The aortic valve is approached through a transverse aortotomy 5 mm above the sino-tubular junction ( Fig. 22-1, a ). Whenever the exposure is suboptimal, the aortotomy can be extended towards the non–coronary sinus of Valsalva. Two atraumatic aortic retractors are used to apply gentle traction on the edge of the right coronary sinus and the non–coronary sinus ( b ). The surgeon then proceeds to a careful analysis of both the aortic root and the leaflets to recognize the lesions responsible for the leaflet dysfunction identified by echocardiography.
The three fundamental principles of aortic valve reconstruction are:
Restore or preserve full leaflet mobility.
Provide a large surface of leaflet coaptation.
Remodel and stabilize the annulus.
The surgeon's findings guide the choice of the reconstructive technique according to the “One lesion one technique principle.” Similar to mitral valve reconstruction, three basic principles of valve reconstruction should be respected to achieve optimal and stable result: (1) restore or preserve full leaflet mobility; (2) provide an optimal surface of leaflet coaptation; and (3) remodel and stabilize the annulus.
Aortic valve regurgitation with normal leaflet motion is rare and often amenable to valve reconstruction. The techniques vary depending upon the lesions.
Annular dilatation without involvement of the sino-tubular junction is rare ( Fig. 22-2 ). However, it may occur in dilated cardiomyopathy and in rheumatic valvular diseases, causing mild to moderate regurgitation in association with concomitant mitral valve dysfunction. If the leaflets display minimal thickening and/or retraction, a circular annuloplasty is carried out to ensure adequate leaflet coaptation. A double-row circular annuloplasty provides a homogeneous narrowing. This technique employs a continuous vertical braided 2-0 mattress suture passed through the annulus, successively downward from the aorta toward the ventricle and then upward from the ventricle toward the aorta (a) . Optimal remodeling of the orifice is obtained when the leaflets coapt without excessive folding of their edges (b) . A second row of sutures is then added that opposes the mattress loops so as to obtain a continuous line of suture (c) .

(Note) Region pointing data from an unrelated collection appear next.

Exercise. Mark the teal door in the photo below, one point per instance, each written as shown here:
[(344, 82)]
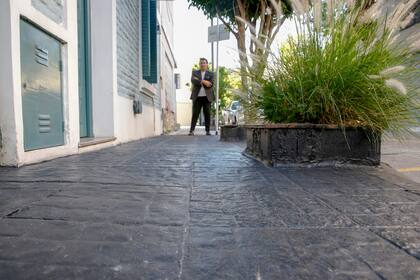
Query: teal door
[(84, 67), (42, 99)]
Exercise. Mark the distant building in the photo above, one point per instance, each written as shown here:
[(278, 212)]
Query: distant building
[(168, 64), (80, 75)]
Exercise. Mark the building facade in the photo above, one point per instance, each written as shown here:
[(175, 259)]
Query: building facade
[(168, 65), (79, 75)]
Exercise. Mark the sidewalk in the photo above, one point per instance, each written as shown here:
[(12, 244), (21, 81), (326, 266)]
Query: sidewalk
[(179, 207), (403, 156)]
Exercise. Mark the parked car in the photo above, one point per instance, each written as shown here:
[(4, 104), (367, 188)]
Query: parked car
[(233, 114)]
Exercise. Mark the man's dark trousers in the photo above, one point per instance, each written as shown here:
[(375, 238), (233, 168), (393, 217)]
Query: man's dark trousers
[(198, 103)]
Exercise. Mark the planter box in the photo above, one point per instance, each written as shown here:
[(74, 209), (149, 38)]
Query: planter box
[(232, 133), (303, 144)]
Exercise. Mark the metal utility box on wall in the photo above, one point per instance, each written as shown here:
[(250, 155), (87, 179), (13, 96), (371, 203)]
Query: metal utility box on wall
[(42, 97)]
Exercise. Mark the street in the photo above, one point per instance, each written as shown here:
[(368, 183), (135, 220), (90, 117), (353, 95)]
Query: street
[(178, 207)]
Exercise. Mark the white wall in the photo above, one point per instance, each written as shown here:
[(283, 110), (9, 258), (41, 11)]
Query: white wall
[(11, 120), (103, 64)]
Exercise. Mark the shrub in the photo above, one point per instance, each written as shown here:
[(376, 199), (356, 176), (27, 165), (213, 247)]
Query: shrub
[(340, 71)]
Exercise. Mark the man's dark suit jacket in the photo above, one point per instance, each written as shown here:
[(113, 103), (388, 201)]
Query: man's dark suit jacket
[(196, 82)]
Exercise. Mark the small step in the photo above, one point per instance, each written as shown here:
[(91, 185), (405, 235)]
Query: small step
[(91, 141)]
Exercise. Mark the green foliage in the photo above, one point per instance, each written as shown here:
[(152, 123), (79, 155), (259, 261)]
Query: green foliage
[(227, 8), (342, 75)]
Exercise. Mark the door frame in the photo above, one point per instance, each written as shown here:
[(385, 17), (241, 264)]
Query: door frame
[(62, 81), (86, 64)]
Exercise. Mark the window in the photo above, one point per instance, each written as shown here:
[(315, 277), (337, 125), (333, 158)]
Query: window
[(149, 40)]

In the setting of chronic bacterial endocarditis, leaflet perforation may involve only the belly of the leaflet, while the free edge is preserved ( Fig. 22-3 ). The defect is usually limited and displays a healed fibrotic edge (a) . This condition is favorable for valve reconstruction by patching using glutaraldehyde-treated autologous pericardium (b) . The patch is tailored according to the shape and size of the defect, adding a 2-mm margin for suturing. It is then sutured to the edge of the defect using 5-0 monofilament interrupted sutures tied on the aortic side of the leaflet. In the presence of a large defect, continuous suture can be used provided that narrow or locked bites are employed to avoid a purse-string effect.

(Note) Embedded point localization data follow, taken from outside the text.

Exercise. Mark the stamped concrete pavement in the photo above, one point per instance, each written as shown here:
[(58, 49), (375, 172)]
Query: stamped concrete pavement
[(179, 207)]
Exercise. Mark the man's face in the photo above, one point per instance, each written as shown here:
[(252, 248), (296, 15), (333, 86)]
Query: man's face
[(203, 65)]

Small and pedicled vegetations can usually be sharply excised with scissors without producing a perforation ( Fig. 22-4, a ). Once the excision has been completed, local application of 0.6% glutaraldehyde for 2 to 3 minutes followed by generous rinsing with saline achieves local sterilization (b) . Larger vegetations must be resected and the valve repaired by patching. In all instances, the ventricular aspect of the mitral valve should be carefully inspected to detect potential kissing lesions. An associated annular dilatation producing a lack of coaptation between leaflets would require an additional annuloplasty.